Sabemos com certeza que, no grupo dos vertebrados, pelo menos mamíferos e aves experimentam o sofrimento psicológico, além da dor física que certamente é sentida também por todos os demais vertebrados e pela maioria dos invertebrados. No entanto, é falho crer que devamos respeitar apenas os direitos de seres auto-conscientes ou capazes de sentirem a dor psicológica, pois a dor física deve ser motivo suficiente para evitarmos causá-la.

Porquanto a ciência seja falha em poder determinar o limite da senciência, creio que devamos adotar o principio da precaução em relação aos sentimentos dos animais. Animais que apresentam sinais externos de dor e estresse certamente sentem dor, mas não apenas eles. Animais que não apresentam sinais perceptivos de dor, mas que fogem propositalmente a estímulos dolorosos devem ser considerados sencientes, quais sejam.

Animais que apresentam sistema nervoso organizado ou mesmo difuso, como no caso dos cnidários, devem ser organismos sensíveis. Vemos como anêmonas se retraem perante ameaças, e como buscam ativamente seu alimento mesmo sendo fixas ao substrato. Vemos como hidras, medusas e caravelas forrageiam atrás de seu alimento, e como fogem de predadores.

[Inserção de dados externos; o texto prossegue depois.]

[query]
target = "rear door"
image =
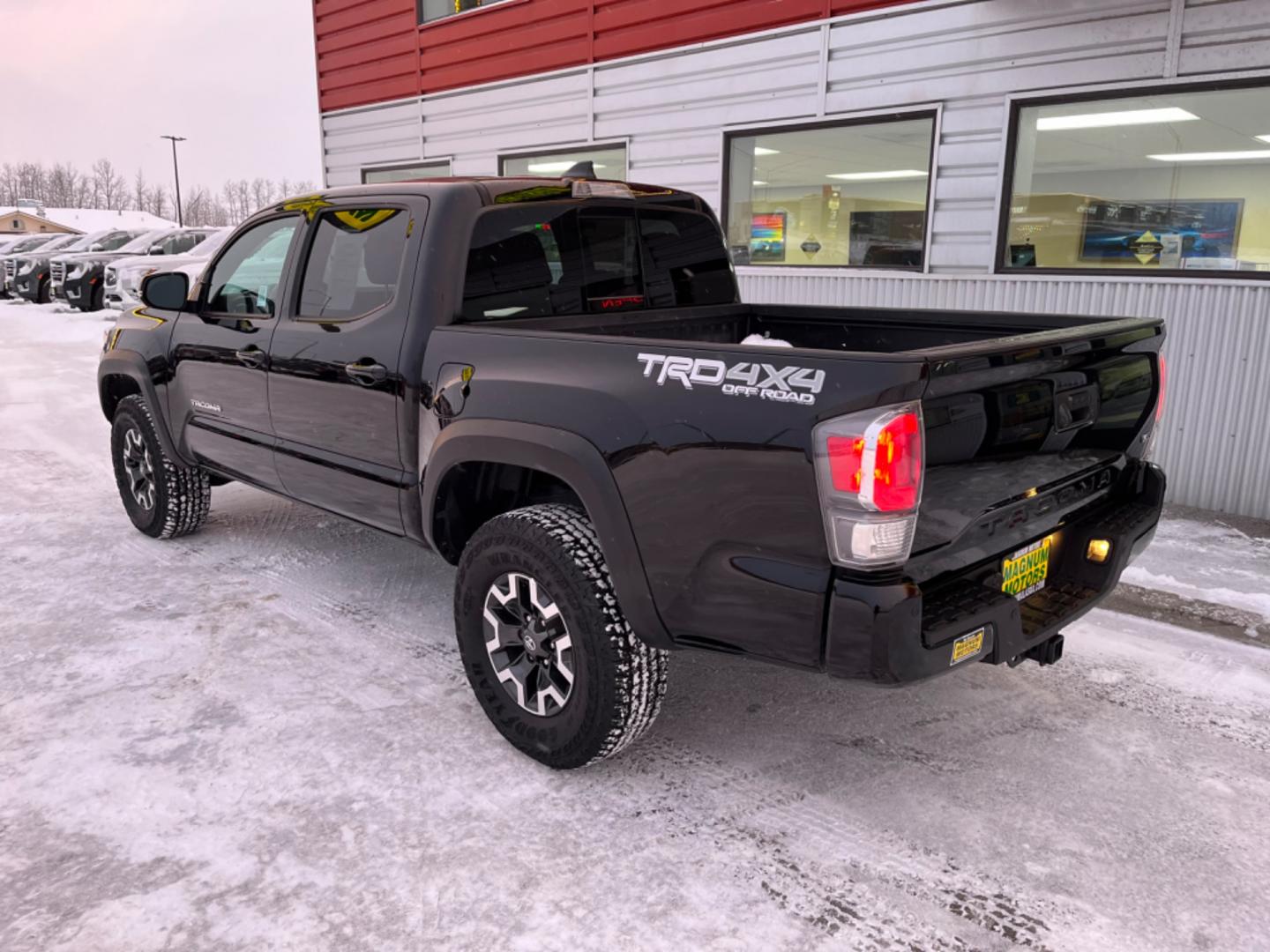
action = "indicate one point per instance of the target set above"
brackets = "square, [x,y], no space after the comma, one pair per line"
[337,391]
[219,395]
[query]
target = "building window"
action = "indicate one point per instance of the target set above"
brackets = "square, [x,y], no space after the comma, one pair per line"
[432,11]
[406,173]
[841,196]
[1156,183]
[608,161]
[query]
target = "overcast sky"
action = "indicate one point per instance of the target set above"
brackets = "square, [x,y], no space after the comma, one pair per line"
[89,79]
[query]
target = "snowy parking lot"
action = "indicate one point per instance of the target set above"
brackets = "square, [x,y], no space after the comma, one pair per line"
[259,736]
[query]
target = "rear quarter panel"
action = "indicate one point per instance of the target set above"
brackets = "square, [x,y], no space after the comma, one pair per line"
[719,489]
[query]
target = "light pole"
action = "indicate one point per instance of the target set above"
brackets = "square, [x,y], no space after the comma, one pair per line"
[176,170]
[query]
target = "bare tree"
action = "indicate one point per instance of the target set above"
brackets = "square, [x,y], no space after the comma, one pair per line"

Se isso não for senciência não sabemos o que é.

Cnidários são o grupo de invertebrados mais complexo após os poríferos e neste grupo já encontramos células nervosas e células sensoriais, já encontramos células contráteis e toda a maquinaria necessária para perceber o ambiente à sua volta e fugir da dor. Esses animais não possuem cérebro, mas redes nervosas espalhadas pelo corpo e que de certa forma se coordenam.

Os equinodermos (estrelas do mar, ouriços do mar, bolachas do mar, pepinos do mar, ofiuros) são certamente sencientes. Nós os vemos se protegendo de predadores, buscando intencionalmente abrigos ou intencionalmente buscando seu alimento. Esses animais possuem anéis nervosos em volta da boca e vários nervos se irradiando daí para todo o corpo.

Igualmente sencientes devemos considerar todos os vermes (platelmintos, asquelmintos, anelídeos), com seu sistema nervoso central ainda incipiente, constituído de gânglios cerebroides e anéis nervosos; os moluscos com seu sistema nervoso ganglionar (e não apenas os cefalópodes, dentro desse grupo, pois mesmo os gastrópodes e bivalves possuem gânglios cerebroides, pedálicos e viscerais como as lulas e polvos tão celebrados como sencientes). E certamente os artrópodes, com seu sistema nervoso ganglionar.

Ainda necessitamos que a ciência valide a senciência animal, para que descubra o que já sabemos há tempos, que devemos respeitar seus direitos, por mais distintos que seu organismo seja do nosso.